Agricultura mais eficiente
Para o presidente da APRH, o setor agrícola tem feito um caminho relevante no que diz respeito à utilização mais ponderada dos recursos hídricos na produção de alimentos. Aliás, Carlos Coelho, que falou com o DN à margem do 16.º Congresso da Água que se realiza até sexta-feira em Lisboa, refere que este é um dos temas que gera maior atividade de reflexão e debate na associação. "Temos a agricultura recorrentemente nas nossas mesas-redondas. Creio que o papel da APRH tem sido bastante influente", considera.
Poças Martins, por sua vez, embora reconheça que "já se gastou mais água em Portugal", vê espaço para melhorias na agricultura. "A agricultura é essencial à vida, dá-nos o alimento e sem ele não há vida. Mas os alimentos gastam muita água", aponta.
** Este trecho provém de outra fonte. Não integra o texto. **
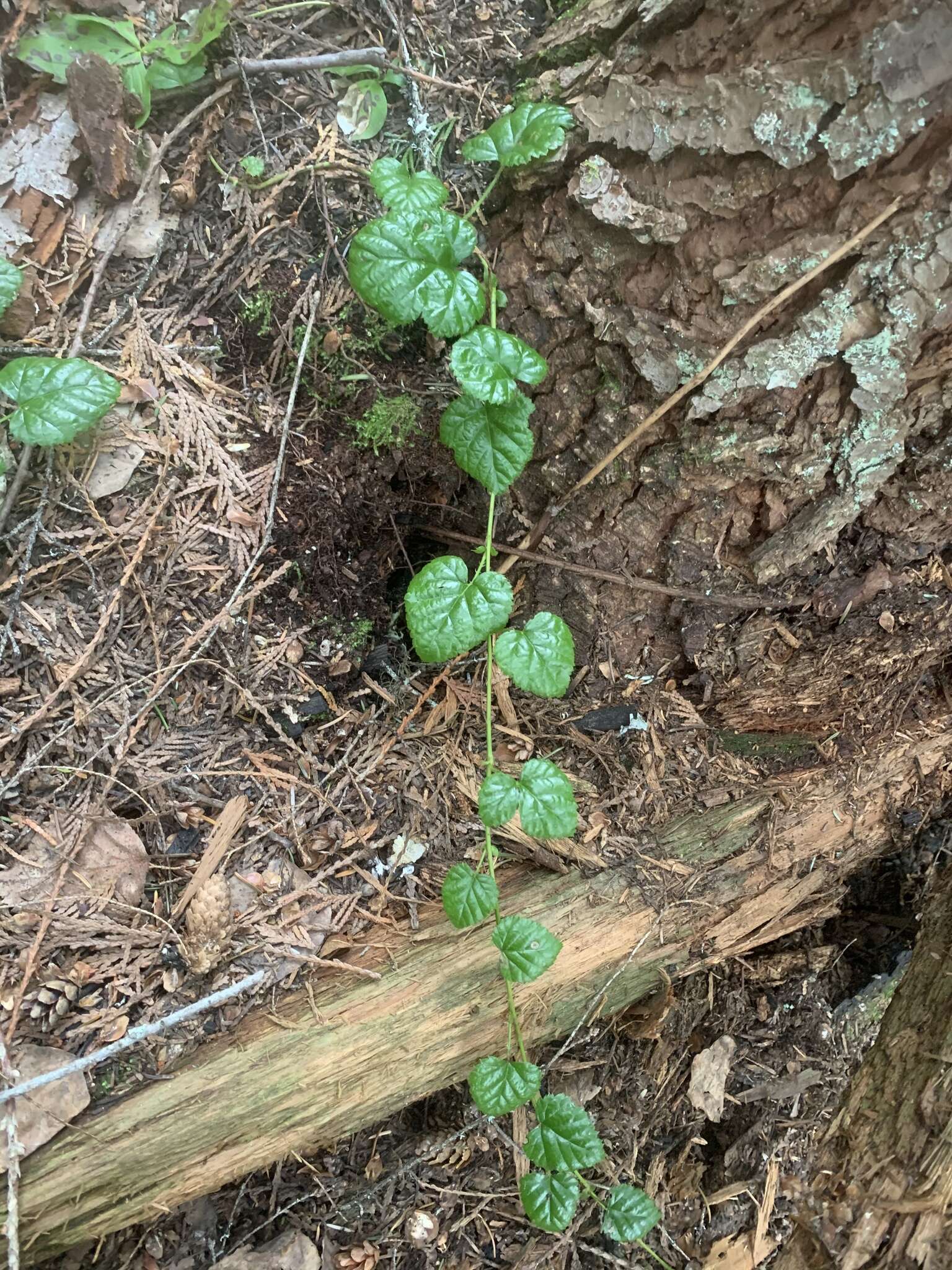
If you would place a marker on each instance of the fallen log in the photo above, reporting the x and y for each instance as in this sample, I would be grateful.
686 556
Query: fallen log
291 1078
883 1180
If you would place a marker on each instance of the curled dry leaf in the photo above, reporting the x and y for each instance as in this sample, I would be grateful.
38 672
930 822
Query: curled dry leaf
708 1076
48 1109
111 863
289 1251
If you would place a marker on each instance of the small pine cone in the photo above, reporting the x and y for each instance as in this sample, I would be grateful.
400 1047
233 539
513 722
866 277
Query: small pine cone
51 1002
208 925
362 1256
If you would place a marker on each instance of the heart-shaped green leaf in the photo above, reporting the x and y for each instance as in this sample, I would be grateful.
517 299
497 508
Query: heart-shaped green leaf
405 265
56 398
527 949
565 1137
163 74
490 442
499 1086
60 41
183 41
499 799
546 801
407 191
488 363
469 897
362 111
630 1214
541 658
530 131
11 282
448 615
550 1199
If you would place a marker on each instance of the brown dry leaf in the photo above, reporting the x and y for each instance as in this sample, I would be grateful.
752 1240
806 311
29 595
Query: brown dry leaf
97 98
708 1075
113 469
736 1253
140 235
289 1251
48 1109
38 155
110 863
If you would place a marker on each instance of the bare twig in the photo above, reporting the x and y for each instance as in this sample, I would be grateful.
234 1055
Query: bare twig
419 123
535 536
206 633
120 226
14 1151
375 56
136 1034
31 538
624 579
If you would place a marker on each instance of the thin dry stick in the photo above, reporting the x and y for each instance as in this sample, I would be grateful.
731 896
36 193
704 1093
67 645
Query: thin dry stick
206 633
120 226
14 1151
45 708
625 579
535 535
136 1034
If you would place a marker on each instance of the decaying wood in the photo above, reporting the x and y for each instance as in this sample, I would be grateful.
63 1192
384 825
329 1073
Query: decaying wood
716 882
884 1176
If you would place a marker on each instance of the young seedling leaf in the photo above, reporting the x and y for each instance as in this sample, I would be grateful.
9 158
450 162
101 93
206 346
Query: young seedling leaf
546 801
163 75
565 1137
630 1214
499 799
56 398
11 282
499 1086
253 166
136 81
527 949
405 191
405 265
60 41
530 131
469 897
550 1199
448 615
540 659
490 442
489 362
362 111
184 41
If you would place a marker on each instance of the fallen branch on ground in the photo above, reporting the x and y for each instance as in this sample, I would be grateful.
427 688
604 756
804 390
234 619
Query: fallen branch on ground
437 1006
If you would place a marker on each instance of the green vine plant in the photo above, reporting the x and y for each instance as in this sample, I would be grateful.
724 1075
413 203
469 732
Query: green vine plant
408 266
55 398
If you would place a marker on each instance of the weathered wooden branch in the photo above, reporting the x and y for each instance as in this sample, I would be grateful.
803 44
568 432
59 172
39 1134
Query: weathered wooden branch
884 1176
715 882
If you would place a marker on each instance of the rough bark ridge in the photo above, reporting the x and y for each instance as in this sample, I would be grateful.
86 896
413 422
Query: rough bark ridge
724 149
884 1178
764 866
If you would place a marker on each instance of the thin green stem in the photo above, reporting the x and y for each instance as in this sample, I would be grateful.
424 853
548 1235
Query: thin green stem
653 1254
483 197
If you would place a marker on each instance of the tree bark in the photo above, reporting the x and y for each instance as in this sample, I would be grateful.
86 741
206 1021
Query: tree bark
884 1175
291 1080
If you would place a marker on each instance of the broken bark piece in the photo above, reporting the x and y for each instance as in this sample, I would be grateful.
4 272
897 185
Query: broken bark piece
97 98
884 1174
277 1086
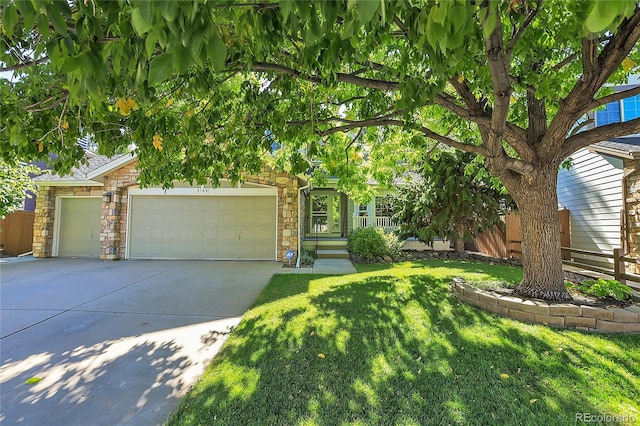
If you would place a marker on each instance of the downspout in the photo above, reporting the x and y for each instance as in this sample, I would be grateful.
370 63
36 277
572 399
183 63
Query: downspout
300 225
625 223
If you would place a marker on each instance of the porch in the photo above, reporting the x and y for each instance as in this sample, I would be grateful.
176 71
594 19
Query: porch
330 214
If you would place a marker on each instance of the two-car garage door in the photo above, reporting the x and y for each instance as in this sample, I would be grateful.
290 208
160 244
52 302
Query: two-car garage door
202 227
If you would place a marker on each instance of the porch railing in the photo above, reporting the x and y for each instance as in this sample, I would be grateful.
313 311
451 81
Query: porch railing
383 222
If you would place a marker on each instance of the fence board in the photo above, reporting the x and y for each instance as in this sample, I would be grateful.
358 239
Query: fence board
490 243
507 244
16 233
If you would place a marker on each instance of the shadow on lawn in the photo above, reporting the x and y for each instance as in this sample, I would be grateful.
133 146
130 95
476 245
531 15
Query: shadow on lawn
383 350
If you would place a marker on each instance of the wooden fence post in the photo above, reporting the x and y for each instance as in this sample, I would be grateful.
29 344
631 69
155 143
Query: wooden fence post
618 266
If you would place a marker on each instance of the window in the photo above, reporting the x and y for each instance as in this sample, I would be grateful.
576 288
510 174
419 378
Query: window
325 213
610 114
631 107
615 112
383 207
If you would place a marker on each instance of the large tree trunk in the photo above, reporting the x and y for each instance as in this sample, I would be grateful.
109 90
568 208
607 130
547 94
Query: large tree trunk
458 241
537 200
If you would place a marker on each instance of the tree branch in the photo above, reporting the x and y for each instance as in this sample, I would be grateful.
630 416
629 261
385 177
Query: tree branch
514 40
599 134
341 77
581 96
24 65
498 68
590 65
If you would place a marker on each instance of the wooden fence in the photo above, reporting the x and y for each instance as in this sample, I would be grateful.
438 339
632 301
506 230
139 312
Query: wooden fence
619 264
506 241
16 233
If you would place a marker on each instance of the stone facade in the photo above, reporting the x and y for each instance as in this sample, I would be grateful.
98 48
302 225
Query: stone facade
114 213
43 223
565 315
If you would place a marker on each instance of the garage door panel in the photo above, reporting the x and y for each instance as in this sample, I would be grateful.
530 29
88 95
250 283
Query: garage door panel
204 227
79 227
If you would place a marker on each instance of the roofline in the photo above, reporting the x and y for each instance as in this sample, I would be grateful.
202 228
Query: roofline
112 165
68 183
629 155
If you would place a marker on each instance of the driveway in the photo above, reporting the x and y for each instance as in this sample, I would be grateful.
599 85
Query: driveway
114 342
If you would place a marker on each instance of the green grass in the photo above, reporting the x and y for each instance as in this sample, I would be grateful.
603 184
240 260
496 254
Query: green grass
392 345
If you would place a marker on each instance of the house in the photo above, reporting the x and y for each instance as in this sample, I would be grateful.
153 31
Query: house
100 211
602 189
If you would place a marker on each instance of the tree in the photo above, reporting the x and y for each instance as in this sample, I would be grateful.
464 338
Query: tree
196 84
453 197
15 185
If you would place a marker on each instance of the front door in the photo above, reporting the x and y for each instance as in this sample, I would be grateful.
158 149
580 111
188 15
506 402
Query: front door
325 213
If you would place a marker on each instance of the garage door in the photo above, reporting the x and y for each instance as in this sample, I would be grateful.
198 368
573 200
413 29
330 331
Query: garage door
202 227
79 227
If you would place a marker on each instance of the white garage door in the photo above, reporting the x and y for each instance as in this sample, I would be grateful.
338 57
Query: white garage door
202 227
79 227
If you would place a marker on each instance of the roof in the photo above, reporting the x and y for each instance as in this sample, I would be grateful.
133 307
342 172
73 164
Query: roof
81 175
627 147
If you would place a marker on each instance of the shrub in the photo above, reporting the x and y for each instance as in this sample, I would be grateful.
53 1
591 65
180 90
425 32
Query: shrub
307 257
369 243
604 288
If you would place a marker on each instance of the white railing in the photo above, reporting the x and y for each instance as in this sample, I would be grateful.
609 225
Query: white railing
383 222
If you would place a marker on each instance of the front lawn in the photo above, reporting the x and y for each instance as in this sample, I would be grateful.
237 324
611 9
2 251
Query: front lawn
391 345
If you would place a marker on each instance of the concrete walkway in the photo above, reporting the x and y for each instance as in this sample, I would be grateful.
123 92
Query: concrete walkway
113 343
324 266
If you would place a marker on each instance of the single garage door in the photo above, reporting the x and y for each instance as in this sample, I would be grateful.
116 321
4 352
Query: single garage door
79 227
202 227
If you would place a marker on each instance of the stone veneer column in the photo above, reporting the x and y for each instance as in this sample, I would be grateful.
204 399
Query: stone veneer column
632 208
110 232
43 222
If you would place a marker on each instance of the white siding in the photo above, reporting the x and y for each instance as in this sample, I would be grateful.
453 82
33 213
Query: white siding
591 190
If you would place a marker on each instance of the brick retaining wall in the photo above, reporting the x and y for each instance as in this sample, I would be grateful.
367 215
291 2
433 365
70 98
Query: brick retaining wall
565 315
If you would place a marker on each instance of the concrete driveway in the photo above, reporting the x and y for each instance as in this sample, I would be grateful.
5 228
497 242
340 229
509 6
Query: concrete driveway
114 342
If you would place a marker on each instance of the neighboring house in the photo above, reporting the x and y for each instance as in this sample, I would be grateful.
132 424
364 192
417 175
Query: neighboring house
602 188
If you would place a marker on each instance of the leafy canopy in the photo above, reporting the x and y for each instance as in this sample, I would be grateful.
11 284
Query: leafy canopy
453 198
195 85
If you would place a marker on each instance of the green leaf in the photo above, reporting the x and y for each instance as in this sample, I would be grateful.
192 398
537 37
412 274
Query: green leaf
160 69
285 8
57 20
601 16
168 9
150 43
489 24
9 19
139 21
366 9
181 58
217 52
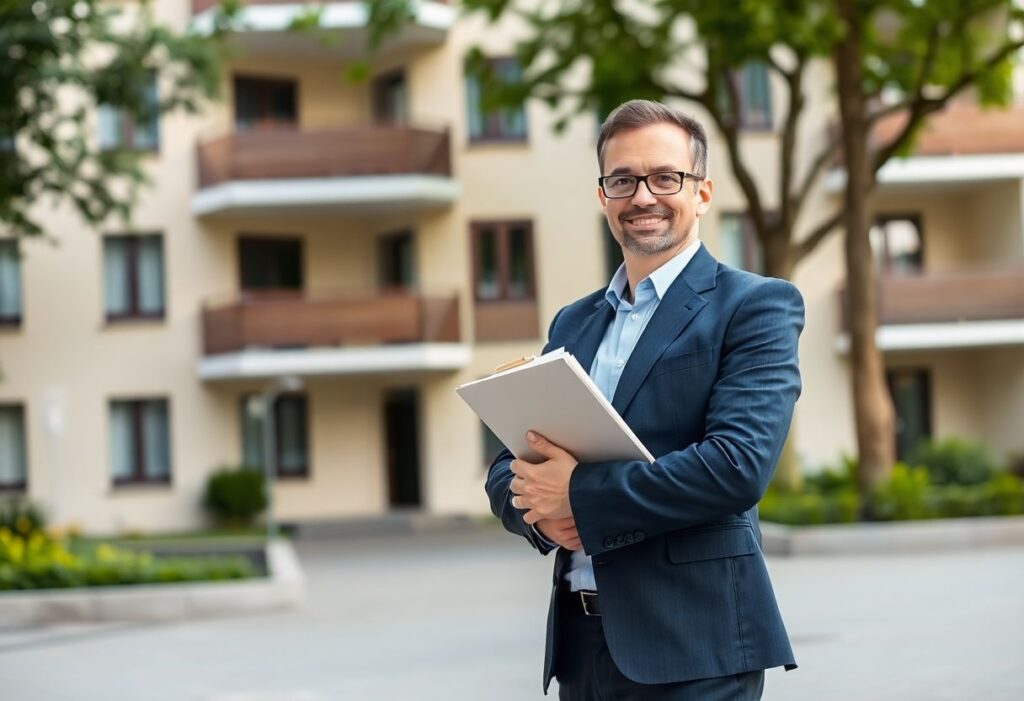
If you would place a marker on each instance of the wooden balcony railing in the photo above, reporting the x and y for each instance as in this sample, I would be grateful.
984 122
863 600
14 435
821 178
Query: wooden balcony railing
294 320
286 154
933 298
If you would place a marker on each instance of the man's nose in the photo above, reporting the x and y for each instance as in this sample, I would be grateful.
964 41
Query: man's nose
643 198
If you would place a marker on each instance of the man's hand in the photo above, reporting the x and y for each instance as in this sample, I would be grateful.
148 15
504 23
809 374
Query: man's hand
543 489
560 531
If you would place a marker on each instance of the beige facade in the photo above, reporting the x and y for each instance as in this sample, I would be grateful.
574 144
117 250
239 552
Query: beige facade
66 362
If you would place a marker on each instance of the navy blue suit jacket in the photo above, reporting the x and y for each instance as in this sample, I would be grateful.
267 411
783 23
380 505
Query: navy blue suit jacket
710 390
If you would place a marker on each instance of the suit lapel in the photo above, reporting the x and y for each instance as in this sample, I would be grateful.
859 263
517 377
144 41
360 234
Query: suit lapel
591 334
681 303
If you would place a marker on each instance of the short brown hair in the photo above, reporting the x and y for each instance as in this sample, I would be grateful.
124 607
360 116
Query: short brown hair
637 114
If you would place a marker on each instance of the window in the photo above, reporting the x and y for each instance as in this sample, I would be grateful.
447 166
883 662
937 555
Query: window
492 444
396 261
507 124
503 261
140 445
118 129
133 276
897 244
270 263
390 98
13 466
911 393
291 435
612 251
10 283
737 243
754 90
265 103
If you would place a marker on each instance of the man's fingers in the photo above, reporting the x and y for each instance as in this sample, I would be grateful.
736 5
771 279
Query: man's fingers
543 445
517 485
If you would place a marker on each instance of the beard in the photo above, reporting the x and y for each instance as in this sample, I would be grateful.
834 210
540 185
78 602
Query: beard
653 242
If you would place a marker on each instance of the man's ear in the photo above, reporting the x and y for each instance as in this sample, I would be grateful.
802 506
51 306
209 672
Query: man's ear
704 194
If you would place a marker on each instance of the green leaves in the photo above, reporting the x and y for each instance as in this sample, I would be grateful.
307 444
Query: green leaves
65 57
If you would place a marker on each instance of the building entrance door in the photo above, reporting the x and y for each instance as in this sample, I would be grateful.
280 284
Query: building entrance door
401 425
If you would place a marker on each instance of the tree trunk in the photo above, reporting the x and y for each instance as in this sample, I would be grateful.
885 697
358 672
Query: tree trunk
778 263
872 405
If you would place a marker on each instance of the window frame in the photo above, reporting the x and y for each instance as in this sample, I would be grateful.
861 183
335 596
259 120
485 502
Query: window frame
134 312
880 220
20 487
275 242
127 126
503 229
926 399
752 251
493 132
138 476
306 471
267 82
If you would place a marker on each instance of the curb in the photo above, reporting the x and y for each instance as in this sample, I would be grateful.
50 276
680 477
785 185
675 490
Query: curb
284 588
892 537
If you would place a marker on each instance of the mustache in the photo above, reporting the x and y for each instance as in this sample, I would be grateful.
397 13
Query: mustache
649 211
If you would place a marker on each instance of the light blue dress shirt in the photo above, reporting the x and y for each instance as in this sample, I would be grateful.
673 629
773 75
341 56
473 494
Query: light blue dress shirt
614 351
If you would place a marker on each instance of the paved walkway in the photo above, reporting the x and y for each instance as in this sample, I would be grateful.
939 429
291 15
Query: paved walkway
460 616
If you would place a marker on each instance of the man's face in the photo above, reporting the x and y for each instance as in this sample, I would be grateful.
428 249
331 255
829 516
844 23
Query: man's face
650 224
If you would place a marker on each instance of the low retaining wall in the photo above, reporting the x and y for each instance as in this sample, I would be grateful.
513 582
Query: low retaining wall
285 587
897 536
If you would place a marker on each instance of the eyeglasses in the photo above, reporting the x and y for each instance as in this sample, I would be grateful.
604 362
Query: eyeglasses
668 182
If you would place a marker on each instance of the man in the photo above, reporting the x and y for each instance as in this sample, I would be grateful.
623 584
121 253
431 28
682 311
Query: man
660 589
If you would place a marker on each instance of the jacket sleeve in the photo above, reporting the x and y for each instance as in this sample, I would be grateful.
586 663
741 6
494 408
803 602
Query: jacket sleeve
749 412
499 477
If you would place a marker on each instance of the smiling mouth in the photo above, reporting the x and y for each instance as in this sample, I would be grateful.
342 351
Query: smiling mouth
646 220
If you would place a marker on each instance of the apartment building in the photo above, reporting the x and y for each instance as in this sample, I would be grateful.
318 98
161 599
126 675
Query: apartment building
360 249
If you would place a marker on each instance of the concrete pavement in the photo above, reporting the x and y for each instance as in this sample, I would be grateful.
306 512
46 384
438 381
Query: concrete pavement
460 615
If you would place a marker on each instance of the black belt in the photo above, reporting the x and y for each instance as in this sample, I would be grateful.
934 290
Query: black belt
583 600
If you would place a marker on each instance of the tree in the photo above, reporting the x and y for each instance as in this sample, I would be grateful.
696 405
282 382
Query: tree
61 58
691 50
925 53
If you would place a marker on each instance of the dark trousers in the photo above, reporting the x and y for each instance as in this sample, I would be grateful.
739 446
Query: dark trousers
586 671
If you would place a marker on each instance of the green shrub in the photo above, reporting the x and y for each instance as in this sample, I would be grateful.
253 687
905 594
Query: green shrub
809 508
236 496
19 516
40 562
954 462
1004 495
834 480
902 496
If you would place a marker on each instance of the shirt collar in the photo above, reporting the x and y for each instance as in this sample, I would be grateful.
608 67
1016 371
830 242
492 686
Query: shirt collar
660 279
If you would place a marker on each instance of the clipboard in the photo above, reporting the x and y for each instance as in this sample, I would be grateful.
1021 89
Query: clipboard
554 396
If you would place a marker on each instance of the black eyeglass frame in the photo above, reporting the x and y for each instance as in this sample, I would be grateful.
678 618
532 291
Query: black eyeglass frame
683 175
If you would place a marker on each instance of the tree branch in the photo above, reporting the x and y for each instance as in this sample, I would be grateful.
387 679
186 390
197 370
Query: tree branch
922 106
788 141
809 243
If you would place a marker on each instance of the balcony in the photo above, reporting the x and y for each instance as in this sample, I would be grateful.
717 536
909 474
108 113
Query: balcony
969 309
267 335
332 171
264 28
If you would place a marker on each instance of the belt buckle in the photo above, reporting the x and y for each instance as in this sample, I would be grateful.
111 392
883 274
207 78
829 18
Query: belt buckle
584 597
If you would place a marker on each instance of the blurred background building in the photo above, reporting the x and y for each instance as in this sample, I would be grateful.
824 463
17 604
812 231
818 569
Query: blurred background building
387 239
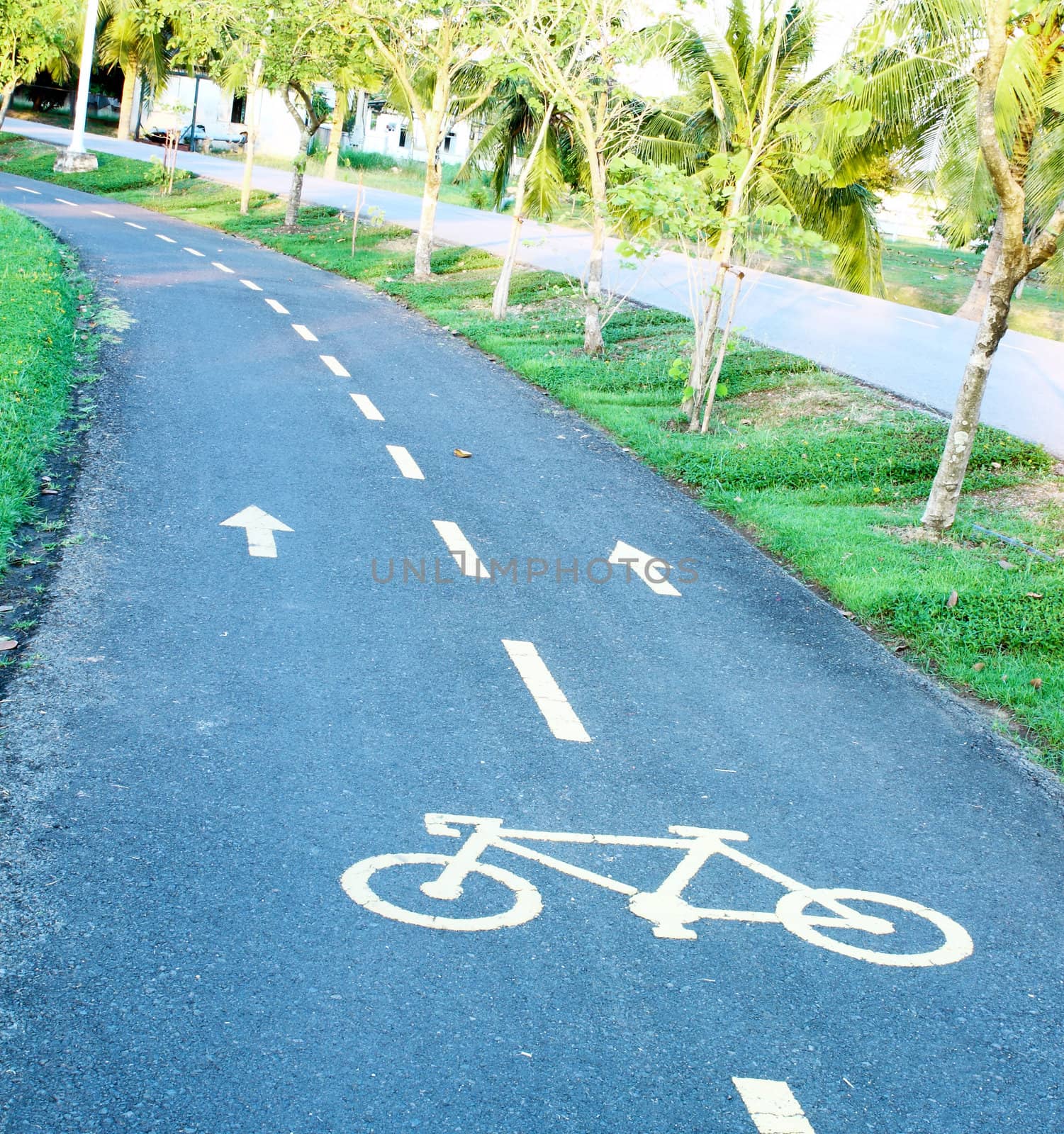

O professor universitário diz que cada pessoa gasta, em média, o equivalente ao seu peso em alimentos todos os meses e que é preciso ter em conta a quantidade de água necessária para gerar produtos como a carne, a fruta ou o arroz.
"Um quilo de carne de vaca gasta 15 mil litros de água, enquanto um quilo de arroz gasta três mil litros", contabiliza. "Isto significa que, tendo em conta que um quilo de alimento pode gastar entre mil e 15 mil litros de água, nós gastamos o nosso peso vezes mil em água", afirma. Estes valores que Poças Martins refere somam-se ao consumo médio por habitante em Portugal, que, de acordo com a ERSAR, é de 184 litros por dia.
A solução passa, defende, pela aposta na eficiência hídrica na atividade agrícola. Em vez dos agricultores optarem por rega por aspersão e em horários de maior calor, devem preferir a rega com sistema gota a gota.
Para o professor, não se trata de diabolizar os agricultores, mas antes de criar mecanismos objetivos para a medição da água utilizada por quilo de alimento produzido para assegurar sustentabilidade da produção. Recorde-se que o setor é responsável por cerca de 80% do consumo dos recursos hídricos em Portugal.